第十八話 佐那の過去 ~黄金色の狐~

 今日も今日とて、佐那は蔵に閉じ込められていた。少しだけ成長して十歳ほどの姿になっている。

 相変わらずあやかしを討伐することは出来ず、陰陽師としての才能を両親に示せていない。どんなに折檻されても、蔵に閉じ込められたとしても、何も悪さをしていないあやかしを討伐するなんて無理だ。

 それに、この年になった佐那には、現状を悲観せずともよい術が身についていた。

「そろそろ頃合いかな?」

 虫籠窓から入る光が、十分に暗くなったのを確かめてから行動を開始。佐那は蔵の扉の前に立つと、袖から一枚のお札を取り出した。

「今日もお願い!」

 力を籠めるとお札は鼠へと変化し、扉の間をするりとすり抜けて蔵の外へ。しばらくガチャガチャという音が聞こえていたが、少しすると重い蔵の扉が微かに開いた。その隙間から鼠が戻って来て、佐那の胸元へと収まる。

「ふふ、ありがとね」

 鼠の頭を指で撫でてから、佐那は音を立てないように扉を開けて外へ出た。

(今日は来ないのかな)

 佐那の脳裏に浮かぶは、この術を教えてくれた黄金色の狐。

 去年の冬、蔵の中で飢えと寒さで死ぬ寸前だった彼女を助けてくれた。それだけではなく、錠前を中から開ける術も教えてくれたのだ。この術のおかげで、蔵に閉じ込められてもこっそり抜け出してから、屋敷で食事の残りを頂くことができていた。

 黄金色の狐がどうして助けてくれたのかはわからない。もしかすると、日ごろの訓練を何処かから見ていて、佐那があやかしに好意を抱いているのを知っていたのかもしれない。その狐は、捕らえられて屋敷に運ばれてくるあやかしを逃がそうとしていたのだから。佐那は助けられたお礼にと、狐が来るたびにあやかしが捕まっている場所を教えた。

 両親はいつも首を傾げていた。厳重に管理していたはずなのに、いつもあやかしに逃げられていたのだから。

 佐那は己のやっていることを理解している。これが見つかれば、折檻どころではない。我が子であろうと容赦なく斬り捨てられるだろう。それでも、罪のないあやかしを討伐するのは反対だったし、何より佐那を大切にしてくれる唯一の存在――黄金色の狐に対して恩を返したかった。

(今日も捕まってたあやかしがいたよね)

 中庭へと移動して、屋敷の気配を確かめる。今日はまだ時間が早かったのか、障子越しに蝋燭の灯りが見えた。これでは台所へ残り物を失敬しに行くわけにはいかない。

 ――ピィィィ!

 少し待とうと庭の植木の影にしゃがみ込んだ瞬間、聞こえてきたけたたましい笛の音に、佐那はぎょっと飛び上がった。

(な、なに!?)

 蔵を抜け出しているのがバレてしまったのだろうか。

 心臓がバクバクと鳴り、胸元をきゅっと掴む。あちこちの障子が開き、方々から「見つけたぞ、井戸の方だ!」などと声が聞こえた。

(どうしよう……)

 屋敷の者に見つからないように、中庭から蔵へ下がりながら考える。

 この様子では、台所に忍び込むのは諦めた方がよいかもしれない。何があったかは気になるが、下手に動くと墓穴を掘ってしまいそうだ。

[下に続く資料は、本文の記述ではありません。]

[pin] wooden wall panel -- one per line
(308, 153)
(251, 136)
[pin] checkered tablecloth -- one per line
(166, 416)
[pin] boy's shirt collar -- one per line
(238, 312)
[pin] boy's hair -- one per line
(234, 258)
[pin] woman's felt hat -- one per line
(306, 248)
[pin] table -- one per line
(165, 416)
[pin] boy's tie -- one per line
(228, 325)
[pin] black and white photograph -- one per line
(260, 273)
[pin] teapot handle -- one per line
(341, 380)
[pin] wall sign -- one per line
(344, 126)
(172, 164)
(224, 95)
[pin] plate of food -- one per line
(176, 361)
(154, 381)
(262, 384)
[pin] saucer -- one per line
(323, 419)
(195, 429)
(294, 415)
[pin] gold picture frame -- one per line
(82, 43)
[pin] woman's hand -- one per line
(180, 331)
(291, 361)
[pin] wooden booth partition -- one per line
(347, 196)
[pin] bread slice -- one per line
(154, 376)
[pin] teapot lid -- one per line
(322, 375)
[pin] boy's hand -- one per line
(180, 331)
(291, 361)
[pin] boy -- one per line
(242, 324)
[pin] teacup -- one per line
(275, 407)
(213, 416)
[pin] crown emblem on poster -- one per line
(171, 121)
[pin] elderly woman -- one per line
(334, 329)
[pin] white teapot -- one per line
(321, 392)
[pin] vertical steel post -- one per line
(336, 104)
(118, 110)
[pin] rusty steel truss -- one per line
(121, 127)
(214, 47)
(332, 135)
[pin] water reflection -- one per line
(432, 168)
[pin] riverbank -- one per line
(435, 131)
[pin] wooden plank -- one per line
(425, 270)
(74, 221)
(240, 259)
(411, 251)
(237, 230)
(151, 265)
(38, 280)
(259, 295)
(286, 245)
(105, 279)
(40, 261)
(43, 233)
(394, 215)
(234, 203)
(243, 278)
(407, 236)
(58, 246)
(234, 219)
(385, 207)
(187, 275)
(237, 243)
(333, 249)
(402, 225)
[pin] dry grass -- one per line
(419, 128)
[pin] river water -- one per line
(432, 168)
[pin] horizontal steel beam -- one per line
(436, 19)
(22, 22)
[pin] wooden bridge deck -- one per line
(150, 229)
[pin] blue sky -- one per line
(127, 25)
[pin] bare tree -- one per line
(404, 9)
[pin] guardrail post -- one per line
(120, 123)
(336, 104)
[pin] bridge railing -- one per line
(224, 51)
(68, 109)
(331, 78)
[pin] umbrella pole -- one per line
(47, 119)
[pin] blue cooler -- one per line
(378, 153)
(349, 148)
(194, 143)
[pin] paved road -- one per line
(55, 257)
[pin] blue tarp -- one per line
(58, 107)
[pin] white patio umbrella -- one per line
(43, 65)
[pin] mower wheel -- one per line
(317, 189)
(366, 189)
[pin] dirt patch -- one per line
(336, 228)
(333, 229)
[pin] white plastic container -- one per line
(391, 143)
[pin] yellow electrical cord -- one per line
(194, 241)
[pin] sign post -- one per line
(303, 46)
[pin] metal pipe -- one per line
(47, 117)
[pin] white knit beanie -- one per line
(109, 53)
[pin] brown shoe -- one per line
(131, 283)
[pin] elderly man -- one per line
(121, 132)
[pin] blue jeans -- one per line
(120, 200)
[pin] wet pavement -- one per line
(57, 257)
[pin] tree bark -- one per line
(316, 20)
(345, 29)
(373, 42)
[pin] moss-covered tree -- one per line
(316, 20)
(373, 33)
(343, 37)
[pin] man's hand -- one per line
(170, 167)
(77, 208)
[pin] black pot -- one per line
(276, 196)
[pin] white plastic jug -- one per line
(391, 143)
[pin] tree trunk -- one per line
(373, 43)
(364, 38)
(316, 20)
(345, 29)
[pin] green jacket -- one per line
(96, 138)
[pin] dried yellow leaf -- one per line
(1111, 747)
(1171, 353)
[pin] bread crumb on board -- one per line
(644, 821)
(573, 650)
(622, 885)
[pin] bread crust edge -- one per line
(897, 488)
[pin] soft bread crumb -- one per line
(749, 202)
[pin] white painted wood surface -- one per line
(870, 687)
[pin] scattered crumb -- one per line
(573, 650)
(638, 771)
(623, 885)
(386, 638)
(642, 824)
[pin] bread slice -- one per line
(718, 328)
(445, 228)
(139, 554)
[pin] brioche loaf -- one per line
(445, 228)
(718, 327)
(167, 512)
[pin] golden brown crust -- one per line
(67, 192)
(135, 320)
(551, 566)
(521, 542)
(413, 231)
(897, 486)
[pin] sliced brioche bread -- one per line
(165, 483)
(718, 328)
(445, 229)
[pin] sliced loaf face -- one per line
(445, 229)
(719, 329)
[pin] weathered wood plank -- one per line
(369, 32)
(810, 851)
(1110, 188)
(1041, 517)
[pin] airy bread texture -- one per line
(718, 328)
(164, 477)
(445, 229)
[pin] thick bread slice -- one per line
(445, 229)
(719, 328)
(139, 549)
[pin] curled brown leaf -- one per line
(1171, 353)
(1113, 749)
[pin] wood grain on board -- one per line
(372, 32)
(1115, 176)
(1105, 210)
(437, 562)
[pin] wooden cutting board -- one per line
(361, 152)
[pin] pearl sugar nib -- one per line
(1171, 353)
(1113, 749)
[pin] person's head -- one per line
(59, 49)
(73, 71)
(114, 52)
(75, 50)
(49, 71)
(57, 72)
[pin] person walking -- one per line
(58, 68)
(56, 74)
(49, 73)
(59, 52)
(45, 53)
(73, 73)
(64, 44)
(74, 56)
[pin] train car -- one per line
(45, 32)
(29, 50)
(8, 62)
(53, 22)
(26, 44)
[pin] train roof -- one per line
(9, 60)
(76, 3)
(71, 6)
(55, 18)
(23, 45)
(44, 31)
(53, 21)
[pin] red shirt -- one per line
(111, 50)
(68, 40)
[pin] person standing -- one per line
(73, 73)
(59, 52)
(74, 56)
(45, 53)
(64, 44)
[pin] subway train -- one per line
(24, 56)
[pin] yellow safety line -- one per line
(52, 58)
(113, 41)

 素直に蔵へ戻ってしまうべき。そう考えて退却しようとしていると、蔵へ戻る小道に何かが飛び出してきた。

「わっ! ……って、どうしたの!?」

 ばったりと倒れるように出てきたのは、待ち焦がれていた黄金色の狐だった。何とか立ち上がろうとするも、足元が定まらない様子。

「ひ、酷い傷……」

 血だらけの姿に慄くも、佐那の決断は早かった。己が血にまみれるのも厭わず、狐を下から支えるようにして歩く手助けをする。地面へと落ちる血は、佐那の胸元から降りた鼠が消していく。

「蔵へ!」

 十歳の童女には重たい狐の身体。よたよたしながらも、何とか蔵に到着すると、がらくたが転がっている奥の方に狐を寝かせた。その後すぐに、蔵の扉を渾身の力で引いて閉めた。外に置いた鼠に呼び掛ける。

「お願い、閉めて!」

 チュウ、という返事を聞く間も惜しくて、佐那は狐の元へと戻った。力なくぐったりと倒れた狐は、口から荒い息を吐いている。捕まったあやかしを助けようとして、今日は屋敷の者に見つかってしまったのだろうか。

 今こそもらった恩を返すべき時だ。佐那の唇がきゅっと引き結ばれた。

「待っててね。あたし、本当はこれが一番得意なの」

 ぼう、と佐那の手の平に現れたのは癒しの光。春の陽光のように暖かく、吹き出す生命の力強い息吹。それを息も絶え絶えの狐へと流し込んでいく。

「お願いだから、死なないで!」

 佐那の額に汗の玉が浮き、すぐに息が上がった。

 得意といっても、陰陽師としてはまだ半人前ですらない。一歩間違えれば術が暴走して己の生命力を使い果たし、妖狐も救えなくなってしまう。

 佐那は額を流れる汗を袖で拭ってから、もう一度精神を集中する。

 ――助ける。絶対に!

 何度も何度も、そう自分に言い聞かせながら。